3'末端,5'末端,α-アミノ酸,α炭素,α-ヘリックス構造,β-シート,C末端アミノ酸,N末端アミノ酸,一次構造,塩基対,核酸,核酸塩基,球状タンパク質,骨格,サブユニット,残基,三次構造,脂質,脂質二重層,繊維状タンパク質,側鎖,多糖,単糖,タンパク質,糖質,デオキシリボ核酸(DNA),二次構造,二重らせん,ペプチド結合,ホスホジエステル結合,四次構造,リボ核酸(RNA),リン酸エステル,リン酸ジエステル,リン脂質

講義内容要約

  • 四大生体分子:糖質(炭水化物),タンパク質(およびアミノ酸,ペプチド),脂質,核酸
  • 親水性と疎水性(親油性)
  • グルコースとでんぷん(アミロースとアミロペクチン)とセルロースの関係
  • タンパク質の立体構造が保たれるしくみ
  • タンパク質は,糖やリン酸基が結合してはじめて機能する場合がある
  • リン酸からスタートして構造を変えていって生体膜の構造を理解する
  • ホスホジエステル結合と糖と核酸塩基でDNAやRNAが組み立てられている
  • 生体分子の働きを理解してインフルエンザに効く薬を開発する:リレンザやタミフルの化学構造には理由がある

事前配布資料

前回の講義終了時に予習用の資料を配付しました.コレがテキストになってます.

関連トピック

リン脂質二重層の流動モザイクモデル

質問

  • 看護師として働きたくなくなってしまいました.そのため保健師になろう(資格をとろう)と思っているのですが,やはりこういう動機は良くないと思いますか?

お悩み相談.
私からは以下のとおり申しあげます.

  1. ぜんぜん悪くない
  2. こういう動機はよくある
  3. 保健師になる人もいる(動機はいろいろ)
  4. 人間は変化する生き物:考えも変化する
  5. 変化は成長の別形態(かもしれない)
  6. 自らの幸福を追求すべし!
  7. 人生は一度だけ

コメント

  • どうして点滴の中にいつも糖が入っているのかが分かり納得できました.
  • インフルエンザの感染がどのように広まるのかを初めて知りました.タミフルやリレンザは細胞からウィルスが離れてまた次の細胞につくことを防ぐための薬だということも初めて知りました.
  • 高校の時に生物選択で受験科目としても結構やっていたので,今回の授業は,その時にやっていたことのある範囲が組み込まれていたので理解しやすかったです.そして,先生の説明によって知らなかった新たな知識も得られたのでよかったです.
  • 糖タンパクとの結合を邪魔するために,似た構造をもった薬を飲むことで感染を防ぐといった考えを思いついたのがすごいと思った.
  • インフルエンザの治療で使われる薬がどうやって働いているかを理解できた.
  • インフルエンザのワクチンや薬のことを詳しく知ると科学者に感謝の気持ちを感じた.
  • 両親がインフルエンザになったとき,自分も時間の問題でかかることがわかっていたので,事前に病院へ行きリレンザをもらって予防したことを思い出しました.
  • 予習をしたときに,脂質のところで「ノートを取るのが大変そうだな」と思っていたので,スライドで説明していただけて良かったです.話を聴くことに集中できました.
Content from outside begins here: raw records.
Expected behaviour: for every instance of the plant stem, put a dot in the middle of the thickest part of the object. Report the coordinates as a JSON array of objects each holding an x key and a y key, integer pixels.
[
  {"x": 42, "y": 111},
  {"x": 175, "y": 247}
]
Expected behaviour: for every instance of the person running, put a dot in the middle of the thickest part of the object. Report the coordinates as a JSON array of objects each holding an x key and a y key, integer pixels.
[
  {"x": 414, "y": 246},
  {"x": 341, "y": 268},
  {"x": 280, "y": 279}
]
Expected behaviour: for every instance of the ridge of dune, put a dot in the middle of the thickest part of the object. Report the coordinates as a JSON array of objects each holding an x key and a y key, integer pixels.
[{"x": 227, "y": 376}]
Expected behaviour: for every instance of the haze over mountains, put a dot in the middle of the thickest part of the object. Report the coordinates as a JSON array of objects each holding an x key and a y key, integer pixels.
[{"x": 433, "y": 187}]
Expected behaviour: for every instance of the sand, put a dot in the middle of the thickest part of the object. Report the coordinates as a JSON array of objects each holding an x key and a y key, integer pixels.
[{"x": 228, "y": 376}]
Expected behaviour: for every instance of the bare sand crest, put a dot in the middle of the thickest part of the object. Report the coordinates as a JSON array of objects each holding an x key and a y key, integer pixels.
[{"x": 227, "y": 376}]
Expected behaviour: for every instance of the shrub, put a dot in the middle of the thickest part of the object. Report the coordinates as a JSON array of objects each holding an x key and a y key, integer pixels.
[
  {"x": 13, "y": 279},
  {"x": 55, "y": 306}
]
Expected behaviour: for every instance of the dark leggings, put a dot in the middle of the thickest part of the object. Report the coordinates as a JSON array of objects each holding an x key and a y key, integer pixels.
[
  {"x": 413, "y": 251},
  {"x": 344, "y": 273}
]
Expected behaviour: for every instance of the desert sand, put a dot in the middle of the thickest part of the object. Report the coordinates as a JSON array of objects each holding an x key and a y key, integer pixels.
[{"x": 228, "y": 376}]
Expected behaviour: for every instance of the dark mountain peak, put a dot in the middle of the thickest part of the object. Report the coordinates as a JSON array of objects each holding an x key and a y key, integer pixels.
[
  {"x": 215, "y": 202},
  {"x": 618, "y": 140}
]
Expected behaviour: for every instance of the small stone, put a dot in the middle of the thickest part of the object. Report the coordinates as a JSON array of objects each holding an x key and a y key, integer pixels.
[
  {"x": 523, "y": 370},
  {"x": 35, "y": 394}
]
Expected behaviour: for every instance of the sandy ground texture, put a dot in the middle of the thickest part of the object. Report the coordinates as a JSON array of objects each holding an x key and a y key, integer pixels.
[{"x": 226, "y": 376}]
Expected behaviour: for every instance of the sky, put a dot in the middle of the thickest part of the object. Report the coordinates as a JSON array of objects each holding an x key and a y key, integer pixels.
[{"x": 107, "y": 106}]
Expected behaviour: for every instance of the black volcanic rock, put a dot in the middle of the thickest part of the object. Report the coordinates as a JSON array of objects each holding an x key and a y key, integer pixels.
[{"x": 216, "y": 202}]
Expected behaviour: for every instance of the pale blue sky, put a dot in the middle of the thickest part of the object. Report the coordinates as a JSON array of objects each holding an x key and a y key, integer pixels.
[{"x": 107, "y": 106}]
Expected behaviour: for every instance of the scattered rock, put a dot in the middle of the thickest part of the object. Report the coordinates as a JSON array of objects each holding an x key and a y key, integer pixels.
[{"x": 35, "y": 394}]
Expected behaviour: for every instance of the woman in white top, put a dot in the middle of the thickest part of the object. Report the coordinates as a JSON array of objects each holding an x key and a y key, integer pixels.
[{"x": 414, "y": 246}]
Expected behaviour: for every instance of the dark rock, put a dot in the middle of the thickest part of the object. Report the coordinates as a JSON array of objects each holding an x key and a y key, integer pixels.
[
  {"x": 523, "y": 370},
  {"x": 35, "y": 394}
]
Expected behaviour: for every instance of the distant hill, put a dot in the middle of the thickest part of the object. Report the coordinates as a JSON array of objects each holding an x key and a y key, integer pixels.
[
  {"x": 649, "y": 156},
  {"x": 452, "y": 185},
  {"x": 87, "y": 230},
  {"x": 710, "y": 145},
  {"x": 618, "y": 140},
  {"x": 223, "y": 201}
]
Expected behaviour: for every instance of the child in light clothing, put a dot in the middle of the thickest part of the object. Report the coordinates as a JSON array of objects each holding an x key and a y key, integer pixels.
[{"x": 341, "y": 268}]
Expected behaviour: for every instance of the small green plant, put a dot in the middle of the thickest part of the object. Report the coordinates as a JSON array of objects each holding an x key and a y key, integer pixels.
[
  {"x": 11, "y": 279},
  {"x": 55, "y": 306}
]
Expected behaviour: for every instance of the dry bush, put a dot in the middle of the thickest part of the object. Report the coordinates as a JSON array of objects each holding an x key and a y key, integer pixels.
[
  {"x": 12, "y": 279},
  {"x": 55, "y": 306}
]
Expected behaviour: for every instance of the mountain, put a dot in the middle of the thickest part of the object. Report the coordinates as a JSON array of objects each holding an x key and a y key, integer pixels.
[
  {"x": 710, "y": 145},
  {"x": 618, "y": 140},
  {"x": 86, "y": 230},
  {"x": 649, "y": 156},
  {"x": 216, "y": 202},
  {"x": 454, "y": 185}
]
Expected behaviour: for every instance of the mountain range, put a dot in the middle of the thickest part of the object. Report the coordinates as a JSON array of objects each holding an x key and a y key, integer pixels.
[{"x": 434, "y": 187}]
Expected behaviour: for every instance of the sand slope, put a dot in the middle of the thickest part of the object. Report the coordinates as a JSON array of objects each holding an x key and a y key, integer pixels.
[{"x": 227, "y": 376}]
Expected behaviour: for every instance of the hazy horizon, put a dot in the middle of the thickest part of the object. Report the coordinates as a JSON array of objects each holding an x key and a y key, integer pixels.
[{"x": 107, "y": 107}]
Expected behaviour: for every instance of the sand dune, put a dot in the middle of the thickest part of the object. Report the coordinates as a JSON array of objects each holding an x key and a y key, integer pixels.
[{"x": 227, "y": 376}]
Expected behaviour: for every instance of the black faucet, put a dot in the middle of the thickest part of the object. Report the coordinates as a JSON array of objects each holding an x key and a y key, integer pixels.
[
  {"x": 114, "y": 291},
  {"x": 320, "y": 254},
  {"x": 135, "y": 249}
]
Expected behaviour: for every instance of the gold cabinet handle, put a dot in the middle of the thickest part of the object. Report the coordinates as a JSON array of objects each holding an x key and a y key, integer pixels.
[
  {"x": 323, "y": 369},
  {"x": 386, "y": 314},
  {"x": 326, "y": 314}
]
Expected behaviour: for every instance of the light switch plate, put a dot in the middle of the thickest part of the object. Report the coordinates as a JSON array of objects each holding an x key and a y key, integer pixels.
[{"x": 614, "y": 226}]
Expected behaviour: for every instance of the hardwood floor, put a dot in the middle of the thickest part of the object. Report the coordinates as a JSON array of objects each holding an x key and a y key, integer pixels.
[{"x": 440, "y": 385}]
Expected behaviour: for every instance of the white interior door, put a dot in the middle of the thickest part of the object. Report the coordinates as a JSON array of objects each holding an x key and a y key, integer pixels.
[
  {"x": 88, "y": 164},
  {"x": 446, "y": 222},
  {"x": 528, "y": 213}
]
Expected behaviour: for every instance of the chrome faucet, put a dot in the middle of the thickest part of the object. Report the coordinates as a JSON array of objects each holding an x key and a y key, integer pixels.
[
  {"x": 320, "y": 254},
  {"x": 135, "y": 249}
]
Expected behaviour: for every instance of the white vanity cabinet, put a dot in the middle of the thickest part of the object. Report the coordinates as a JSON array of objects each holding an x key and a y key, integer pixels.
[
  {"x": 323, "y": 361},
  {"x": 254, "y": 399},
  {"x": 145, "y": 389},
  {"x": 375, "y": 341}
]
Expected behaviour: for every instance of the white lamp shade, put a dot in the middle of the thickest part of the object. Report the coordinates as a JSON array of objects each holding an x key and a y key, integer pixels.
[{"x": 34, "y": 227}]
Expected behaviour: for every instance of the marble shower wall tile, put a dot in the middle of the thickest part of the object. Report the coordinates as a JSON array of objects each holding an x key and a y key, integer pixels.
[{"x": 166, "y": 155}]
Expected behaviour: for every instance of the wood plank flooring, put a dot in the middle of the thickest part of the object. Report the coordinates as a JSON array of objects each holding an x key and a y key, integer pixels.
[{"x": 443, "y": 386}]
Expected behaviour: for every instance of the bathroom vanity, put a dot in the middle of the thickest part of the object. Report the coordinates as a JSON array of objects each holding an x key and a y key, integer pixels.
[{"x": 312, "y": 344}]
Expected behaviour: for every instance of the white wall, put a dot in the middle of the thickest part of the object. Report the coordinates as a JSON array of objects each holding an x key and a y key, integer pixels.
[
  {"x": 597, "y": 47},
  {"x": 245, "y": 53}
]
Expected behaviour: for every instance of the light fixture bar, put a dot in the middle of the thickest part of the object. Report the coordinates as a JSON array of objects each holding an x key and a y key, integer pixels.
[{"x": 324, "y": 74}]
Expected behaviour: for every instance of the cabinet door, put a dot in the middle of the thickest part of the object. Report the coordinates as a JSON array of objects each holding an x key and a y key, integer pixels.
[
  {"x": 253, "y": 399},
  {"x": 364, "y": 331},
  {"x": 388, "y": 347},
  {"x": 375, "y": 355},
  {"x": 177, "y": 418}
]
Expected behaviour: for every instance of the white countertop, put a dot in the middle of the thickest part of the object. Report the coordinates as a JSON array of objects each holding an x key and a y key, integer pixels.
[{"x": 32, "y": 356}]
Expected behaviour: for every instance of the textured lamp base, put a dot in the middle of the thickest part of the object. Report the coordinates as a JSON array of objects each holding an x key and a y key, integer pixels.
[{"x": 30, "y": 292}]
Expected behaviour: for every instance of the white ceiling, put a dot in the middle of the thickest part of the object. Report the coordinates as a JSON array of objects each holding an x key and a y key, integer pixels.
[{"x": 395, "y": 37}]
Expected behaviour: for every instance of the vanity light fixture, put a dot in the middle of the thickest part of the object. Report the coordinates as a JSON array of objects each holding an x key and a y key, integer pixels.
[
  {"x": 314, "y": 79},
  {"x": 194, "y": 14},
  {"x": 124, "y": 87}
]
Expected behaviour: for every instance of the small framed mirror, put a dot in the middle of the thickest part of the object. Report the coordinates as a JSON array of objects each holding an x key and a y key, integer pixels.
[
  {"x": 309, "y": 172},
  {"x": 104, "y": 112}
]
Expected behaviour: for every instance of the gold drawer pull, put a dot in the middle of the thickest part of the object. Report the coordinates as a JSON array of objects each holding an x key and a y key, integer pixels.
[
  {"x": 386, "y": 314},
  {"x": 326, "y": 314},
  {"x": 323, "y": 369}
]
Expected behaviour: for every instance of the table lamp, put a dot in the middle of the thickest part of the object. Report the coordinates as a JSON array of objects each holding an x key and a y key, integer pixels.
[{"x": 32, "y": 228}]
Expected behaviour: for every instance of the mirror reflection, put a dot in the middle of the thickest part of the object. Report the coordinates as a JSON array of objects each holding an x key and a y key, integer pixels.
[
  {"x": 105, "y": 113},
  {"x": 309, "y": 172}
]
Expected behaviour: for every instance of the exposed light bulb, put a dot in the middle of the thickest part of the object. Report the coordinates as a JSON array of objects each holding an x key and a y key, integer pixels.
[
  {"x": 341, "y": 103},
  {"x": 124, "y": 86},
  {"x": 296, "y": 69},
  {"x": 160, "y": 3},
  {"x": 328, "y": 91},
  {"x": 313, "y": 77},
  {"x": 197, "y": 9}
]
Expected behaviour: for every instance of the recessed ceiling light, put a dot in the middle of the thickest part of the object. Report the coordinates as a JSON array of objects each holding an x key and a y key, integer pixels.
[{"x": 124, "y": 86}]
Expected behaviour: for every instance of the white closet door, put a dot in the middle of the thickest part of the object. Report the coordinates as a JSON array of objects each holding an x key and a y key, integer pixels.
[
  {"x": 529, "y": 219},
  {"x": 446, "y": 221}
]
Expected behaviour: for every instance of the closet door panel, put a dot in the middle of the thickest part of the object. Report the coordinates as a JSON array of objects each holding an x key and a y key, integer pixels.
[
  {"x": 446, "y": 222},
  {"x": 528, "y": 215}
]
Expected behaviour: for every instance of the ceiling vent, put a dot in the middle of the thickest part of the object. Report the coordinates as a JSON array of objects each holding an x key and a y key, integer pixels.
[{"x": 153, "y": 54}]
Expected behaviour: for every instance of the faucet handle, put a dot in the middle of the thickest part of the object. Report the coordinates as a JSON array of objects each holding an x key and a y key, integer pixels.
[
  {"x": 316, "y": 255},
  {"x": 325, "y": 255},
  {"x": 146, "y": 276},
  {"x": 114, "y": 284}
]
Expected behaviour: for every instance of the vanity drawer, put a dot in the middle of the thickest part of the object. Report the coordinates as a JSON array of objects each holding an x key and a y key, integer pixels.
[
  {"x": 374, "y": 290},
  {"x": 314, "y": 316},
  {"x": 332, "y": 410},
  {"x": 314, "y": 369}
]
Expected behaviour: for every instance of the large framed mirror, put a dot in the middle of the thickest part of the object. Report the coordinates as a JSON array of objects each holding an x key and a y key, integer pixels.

数式の誘導とか計算とかは黒板に書きながら説明したほうが伝わりやすいと考えているのですが,有機化学や生化学は同じような構造を何度も時間をかけて書き写して終わりになっちゃうので,先に配っておく方式にしてます.そのかわり予習して来ないとワケがわからなくなります.

出席者数推移

前期
(1)62→61→62→62→60→58→60→61→59→59→50→55→57→51
後期
(16)55→46→50→43→45→42→39→45→44→37→37

次回予告と自宅学習

合成ポリマーの化学について学びます.配布物を予習して来ること.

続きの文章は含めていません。